After the war, Hammersley taught art in Southern California from 1948 to 1968 at Jepson, Pasadena Art Museum, Pomona College, and Chouinard. In 1968 he moved to Albuquerque, New Mexico, where he taught at the University of New Mexico until 1971 when he resigned in order to devote himself full time to painting. Throughout his career, however, he also explored a range of other media—including drawing, watercolor, printmaking, photography, sculpture, mixed media, and "computer drawings"—and consistently drew from the figure, in addition to producing the hard-edge "geometric" and "organic" paintings for which he is best known.
Hammersley first gained critical recognition in 1959 as one of the "Four Abstract Classicists" along with Karl Benjamin, Lorser Feitelson, and John McLaughlin, whose work was featured in an exhibition of the same name, organized by the Los Angeles County Museum of Art and traveling to the San Franciso Museum of Modern Art, the Institute of Contemporary Art in London, and Queen's University in Belfast, Ireland. The critic Jules Langsner, writing for the catalogue, is credited with coining the term "hard-edge" painting as a description of the artists' use of flat, colored shapes applied to the canvas with sharply delineated edges.
Since 1950 Hammersley had been exploring his "hunch" method of creating paintings and drawings by starting with a shape for which he intuitively chose a color and then proceeded to complete the work by adding shapes and colors by "feeling," or "hunch." In 1959 he transitioned from the "hunch" to the "geometric" or "hard edge" paintings which evolved from preplanned compositions and color schemes tried out in sketchbooks. The first phase of "organic" paintings, which he also called "organic hunch" paintings—composed of curving, hand-drawn shapes outlined in pencil and filled in with mostly flat unmodulated color—lasted only from 1963-65 during which time he also cut up "organic" compositions and reassembled them into a grid format.
Hammersley continued to explore large "geometric" paintings primarily based on a grid, and in the early 1980s reintroduced "organic" paintings which he mounted in unique, wooden frames he crafted himself. In the mid-1990s he shifted to working exclusively on these smaller scale "organic" works. Each "geometric" and "organic" painting is accompanied by a title which Hammersley considered an integral part of the work.
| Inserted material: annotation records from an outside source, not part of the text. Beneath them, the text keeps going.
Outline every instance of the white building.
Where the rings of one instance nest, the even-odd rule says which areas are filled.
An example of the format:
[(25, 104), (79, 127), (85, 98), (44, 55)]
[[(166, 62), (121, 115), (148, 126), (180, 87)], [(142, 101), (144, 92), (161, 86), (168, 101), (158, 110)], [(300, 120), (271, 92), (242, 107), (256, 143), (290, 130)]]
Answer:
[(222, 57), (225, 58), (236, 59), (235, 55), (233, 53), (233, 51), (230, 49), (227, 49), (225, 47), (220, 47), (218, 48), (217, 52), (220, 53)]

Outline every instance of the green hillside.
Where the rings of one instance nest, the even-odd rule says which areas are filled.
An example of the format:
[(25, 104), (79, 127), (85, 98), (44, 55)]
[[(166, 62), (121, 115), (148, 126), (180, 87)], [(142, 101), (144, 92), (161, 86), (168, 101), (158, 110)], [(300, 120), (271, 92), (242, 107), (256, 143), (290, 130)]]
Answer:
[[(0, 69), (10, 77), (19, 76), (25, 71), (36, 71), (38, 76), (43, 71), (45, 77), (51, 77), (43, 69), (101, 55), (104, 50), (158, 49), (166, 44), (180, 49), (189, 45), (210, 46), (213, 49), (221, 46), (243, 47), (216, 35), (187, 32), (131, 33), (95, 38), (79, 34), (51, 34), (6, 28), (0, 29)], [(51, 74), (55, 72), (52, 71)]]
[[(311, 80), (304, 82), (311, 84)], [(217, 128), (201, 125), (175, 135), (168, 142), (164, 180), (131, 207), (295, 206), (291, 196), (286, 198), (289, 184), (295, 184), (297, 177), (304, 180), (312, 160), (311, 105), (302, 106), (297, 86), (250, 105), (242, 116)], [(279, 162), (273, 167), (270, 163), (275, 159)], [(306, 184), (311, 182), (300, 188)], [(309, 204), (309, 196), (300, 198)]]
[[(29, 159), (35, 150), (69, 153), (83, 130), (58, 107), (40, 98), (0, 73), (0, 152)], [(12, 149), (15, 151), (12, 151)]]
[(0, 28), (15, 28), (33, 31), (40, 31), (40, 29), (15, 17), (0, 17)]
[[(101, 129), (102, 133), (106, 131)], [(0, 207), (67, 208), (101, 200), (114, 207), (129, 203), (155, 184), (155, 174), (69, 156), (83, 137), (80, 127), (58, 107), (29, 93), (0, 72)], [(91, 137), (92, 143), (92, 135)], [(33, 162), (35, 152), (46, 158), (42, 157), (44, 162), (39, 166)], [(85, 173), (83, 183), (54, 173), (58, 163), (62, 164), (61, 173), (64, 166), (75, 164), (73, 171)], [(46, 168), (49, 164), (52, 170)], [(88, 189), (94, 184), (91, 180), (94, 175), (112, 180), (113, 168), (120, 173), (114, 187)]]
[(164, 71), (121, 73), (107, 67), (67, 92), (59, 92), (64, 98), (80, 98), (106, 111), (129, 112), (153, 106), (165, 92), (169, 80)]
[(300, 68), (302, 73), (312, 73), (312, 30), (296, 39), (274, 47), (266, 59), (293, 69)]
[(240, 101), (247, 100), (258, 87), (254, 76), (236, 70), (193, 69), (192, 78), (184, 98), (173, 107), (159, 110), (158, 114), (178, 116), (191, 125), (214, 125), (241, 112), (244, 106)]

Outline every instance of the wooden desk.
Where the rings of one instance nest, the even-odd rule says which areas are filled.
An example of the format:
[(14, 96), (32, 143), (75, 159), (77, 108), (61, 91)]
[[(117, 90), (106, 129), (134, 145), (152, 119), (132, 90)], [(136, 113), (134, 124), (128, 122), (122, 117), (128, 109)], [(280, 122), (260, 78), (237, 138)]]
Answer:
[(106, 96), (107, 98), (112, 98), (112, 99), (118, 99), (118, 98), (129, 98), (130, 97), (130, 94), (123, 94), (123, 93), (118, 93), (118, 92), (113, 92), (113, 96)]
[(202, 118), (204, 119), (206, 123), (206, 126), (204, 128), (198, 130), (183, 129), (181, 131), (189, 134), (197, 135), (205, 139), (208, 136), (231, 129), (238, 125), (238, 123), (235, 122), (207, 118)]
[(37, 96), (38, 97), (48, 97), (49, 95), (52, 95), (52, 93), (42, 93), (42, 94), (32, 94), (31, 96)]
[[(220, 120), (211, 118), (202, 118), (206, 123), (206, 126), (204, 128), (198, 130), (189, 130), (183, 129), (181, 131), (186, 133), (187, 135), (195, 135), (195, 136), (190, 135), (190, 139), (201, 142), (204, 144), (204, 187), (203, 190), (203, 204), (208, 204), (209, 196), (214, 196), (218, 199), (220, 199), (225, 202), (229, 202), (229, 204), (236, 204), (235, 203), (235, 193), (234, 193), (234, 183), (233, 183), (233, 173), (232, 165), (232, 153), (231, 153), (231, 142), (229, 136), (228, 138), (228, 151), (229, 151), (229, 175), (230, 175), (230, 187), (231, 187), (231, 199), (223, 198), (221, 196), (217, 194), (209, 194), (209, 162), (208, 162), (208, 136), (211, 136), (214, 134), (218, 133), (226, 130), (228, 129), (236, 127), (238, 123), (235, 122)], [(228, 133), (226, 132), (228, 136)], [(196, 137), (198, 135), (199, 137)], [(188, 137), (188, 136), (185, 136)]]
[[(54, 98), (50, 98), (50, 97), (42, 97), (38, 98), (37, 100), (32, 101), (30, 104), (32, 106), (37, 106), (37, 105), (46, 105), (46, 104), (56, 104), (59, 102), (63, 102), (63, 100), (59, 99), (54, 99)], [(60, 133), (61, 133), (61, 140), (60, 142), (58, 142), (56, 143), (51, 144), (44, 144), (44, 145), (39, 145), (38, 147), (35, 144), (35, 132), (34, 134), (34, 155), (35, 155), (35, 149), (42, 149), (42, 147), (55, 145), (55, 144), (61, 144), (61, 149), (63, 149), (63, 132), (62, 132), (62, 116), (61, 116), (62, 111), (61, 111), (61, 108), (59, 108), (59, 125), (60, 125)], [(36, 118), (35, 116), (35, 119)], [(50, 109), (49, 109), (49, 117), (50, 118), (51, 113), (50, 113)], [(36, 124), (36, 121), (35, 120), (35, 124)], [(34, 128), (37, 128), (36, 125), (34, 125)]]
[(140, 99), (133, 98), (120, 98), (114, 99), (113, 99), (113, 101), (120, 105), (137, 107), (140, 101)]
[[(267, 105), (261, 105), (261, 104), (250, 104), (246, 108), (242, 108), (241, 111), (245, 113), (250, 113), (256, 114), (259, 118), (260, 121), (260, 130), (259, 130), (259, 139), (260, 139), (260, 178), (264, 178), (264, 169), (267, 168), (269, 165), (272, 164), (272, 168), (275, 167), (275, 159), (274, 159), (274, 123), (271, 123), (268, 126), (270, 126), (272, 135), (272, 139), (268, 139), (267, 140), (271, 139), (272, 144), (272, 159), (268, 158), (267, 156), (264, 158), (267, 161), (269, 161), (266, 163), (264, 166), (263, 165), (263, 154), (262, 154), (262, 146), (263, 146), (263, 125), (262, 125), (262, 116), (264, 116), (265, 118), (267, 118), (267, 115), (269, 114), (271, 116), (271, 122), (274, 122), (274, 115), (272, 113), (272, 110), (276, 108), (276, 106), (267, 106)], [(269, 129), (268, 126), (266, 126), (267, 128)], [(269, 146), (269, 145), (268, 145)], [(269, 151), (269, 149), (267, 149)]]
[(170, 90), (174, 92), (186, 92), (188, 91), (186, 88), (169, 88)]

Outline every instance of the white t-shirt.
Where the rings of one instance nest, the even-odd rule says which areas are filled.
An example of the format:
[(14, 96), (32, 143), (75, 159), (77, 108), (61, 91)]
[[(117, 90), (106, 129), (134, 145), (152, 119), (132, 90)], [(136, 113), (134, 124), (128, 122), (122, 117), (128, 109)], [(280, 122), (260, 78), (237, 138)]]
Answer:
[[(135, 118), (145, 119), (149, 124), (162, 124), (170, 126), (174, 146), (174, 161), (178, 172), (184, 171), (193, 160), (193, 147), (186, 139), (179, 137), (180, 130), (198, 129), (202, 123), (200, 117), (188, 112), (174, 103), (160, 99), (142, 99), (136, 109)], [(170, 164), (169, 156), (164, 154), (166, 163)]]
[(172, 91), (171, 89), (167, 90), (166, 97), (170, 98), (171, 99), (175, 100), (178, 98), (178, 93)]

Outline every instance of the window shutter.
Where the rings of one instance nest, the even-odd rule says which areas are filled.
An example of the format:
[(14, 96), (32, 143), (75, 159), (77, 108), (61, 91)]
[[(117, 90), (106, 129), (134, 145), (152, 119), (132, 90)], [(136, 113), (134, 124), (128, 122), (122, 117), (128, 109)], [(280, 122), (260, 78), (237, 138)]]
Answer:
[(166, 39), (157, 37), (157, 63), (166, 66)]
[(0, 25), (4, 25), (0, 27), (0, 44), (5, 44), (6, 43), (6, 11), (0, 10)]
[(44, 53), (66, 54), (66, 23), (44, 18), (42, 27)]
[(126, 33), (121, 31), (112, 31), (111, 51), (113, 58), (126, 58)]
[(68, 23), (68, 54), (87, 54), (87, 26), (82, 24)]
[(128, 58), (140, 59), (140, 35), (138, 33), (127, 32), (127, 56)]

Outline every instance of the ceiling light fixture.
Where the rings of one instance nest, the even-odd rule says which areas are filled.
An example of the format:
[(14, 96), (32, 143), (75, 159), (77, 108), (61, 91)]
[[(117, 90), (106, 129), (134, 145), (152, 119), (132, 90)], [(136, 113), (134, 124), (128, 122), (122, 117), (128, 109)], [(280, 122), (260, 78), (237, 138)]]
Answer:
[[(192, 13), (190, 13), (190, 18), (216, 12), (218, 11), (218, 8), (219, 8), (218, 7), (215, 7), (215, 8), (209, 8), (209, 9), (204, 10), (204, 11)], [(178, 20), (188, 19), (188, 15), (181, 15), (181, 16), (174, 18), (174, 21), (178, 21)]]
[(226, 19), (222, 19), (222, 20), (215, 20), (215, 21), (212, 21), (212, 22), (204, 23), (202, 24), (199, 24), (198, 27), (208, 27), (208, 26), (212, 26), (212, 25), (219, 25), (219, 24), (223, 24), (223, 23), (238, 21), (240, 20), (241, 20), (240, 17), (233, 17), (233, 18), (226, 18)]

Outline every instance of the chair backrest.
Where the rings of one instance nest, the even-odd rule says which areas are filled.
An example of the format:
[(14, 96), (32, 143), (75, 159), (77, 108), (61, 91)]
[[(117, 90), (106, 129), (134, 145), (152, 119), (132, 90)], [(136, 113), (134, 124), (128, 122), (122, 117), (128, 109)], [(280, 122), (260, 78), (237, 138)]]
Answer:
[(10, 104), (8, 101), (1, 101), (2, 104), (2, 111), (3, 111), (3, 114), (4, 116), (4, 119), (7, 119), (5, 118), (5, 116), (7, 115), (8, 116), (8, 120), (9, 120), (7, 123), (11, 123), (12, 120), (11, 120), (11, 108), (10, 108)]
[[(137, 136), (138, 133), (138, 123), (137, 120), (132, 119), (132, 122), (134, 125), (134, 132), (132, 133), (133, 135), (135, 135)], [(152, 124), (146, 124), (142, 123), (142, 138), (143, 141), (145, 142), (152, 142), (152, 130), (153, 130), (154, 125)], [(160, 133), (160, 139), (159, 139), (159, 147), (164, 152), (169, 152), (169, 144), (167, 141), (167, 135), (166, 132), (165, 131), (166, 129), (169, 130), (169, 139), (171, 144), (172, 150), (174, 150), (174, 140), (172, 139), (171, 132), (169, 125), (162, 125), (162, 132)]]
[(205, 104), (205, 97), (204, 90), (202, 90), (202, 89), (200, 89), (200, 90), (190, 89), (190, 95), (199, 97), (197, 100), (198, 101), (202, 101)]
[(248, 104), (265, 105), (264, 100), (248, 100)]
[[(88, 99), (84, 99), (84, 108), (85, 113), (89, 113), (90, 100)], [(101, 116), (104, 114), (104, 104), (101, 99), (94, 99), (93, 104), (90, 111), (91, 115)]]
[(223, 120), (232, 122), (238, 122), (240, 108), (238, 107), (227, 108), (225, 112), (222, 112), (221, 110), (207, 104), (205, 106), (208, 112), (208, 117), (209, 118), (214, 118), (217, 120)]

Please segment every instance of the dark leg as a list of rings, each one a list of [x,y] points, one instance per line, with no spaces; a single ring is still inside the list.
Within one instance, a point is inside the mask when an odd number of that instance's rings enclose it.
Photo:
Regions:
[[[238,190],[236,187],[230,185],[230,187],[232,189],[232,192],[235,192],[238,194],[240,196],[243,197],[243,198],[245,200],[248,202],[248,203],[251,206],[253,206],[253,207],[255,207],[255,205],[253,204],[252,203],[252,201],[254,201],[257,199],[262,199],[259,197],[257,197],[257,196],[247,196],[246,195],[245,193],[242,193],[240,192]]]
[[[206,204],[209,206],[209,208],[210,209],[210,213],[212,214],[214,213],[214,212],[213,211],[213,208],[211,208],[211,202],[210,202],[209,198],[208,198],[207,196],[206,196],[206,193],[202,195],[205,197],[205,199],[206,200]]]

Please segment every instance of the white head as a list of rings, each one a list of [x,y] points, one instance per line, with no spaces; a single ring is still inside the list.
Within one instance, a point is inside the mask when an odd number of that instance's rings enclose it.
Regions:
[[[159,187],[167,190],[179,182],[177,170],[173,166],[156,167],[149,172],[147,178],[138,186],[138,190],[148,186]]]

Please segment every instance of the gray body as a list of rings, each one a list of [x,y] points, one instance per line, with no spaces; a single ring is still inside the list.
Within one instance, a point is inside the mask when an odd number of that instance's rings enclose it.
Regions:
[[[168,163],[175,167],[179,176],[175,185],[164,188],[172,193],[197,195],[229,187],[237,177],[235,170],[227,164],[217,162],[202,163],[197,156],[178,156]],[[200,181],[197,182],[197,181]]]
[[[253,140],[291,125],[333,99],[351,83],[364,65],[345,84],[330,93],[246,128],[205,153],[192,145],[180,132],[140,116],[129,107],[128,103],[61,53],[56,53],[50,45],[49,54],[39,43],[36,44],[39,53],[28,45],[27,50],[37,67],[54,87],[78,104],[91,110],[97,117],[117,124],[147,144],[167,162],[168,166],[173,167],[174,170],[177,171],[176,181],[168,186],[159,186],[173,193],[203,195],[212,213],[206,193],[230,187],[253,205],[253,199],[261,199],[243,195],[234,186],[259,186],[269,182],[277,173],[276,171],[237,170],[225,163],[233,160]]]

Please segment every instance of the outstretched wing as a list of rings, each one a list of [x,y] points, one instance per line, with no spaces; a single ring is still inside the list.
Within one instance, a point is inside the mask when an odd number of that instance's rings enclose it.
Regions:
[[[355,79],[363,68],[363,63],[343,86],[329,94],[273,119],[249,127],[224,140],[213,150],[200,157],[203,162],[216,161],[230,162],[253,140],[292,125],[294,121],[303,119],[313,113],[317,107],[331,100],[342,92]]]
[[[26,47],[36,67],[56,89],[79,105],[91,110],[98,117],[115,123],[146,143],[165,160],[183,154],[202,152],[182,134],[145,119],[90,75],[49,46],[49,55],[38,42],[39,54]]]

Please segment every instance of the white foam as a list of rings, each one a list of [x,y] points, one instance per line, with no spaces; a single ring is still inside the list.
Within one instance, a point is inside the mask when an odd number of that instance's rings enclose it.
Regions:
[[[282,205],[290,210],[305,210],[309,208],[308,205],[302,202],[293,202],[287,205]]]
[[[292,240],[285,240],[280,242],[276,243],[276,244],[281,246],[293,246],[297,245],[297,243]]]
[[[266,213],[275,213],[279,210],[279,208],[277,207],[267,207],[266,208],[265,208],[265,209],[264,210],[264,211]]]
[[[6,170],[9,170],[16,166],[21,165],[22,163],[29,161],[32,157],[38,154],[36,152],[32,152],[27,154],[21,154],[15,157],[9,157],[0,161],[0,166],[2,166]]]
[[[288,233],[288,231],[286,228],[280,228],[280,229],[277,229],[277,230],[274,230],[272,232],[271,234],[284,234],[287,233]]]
Chosen from pages of phrases he recorded in a stream-of-consciousness process in response to the completed canvas, each one informs the visual composition and vice versa, often through the use of puns and turns of phrase.
Beginning in the mid-1990s a renewed interest in Hammersley's work, as well as in the cultural milieu in which "hard edge" painting was formed, resulted in a number of significant exhibitions and a commercial success he had enjoyed only intermittently during his career. Although his health had been failing for several years before he died in 2009, he continued to paint whenever possible until the day before his death. He left a legacy of artwork, students, colleagues, and friends, and a vibrant attitude toward life that carries on in his paintings, drawings, and writings.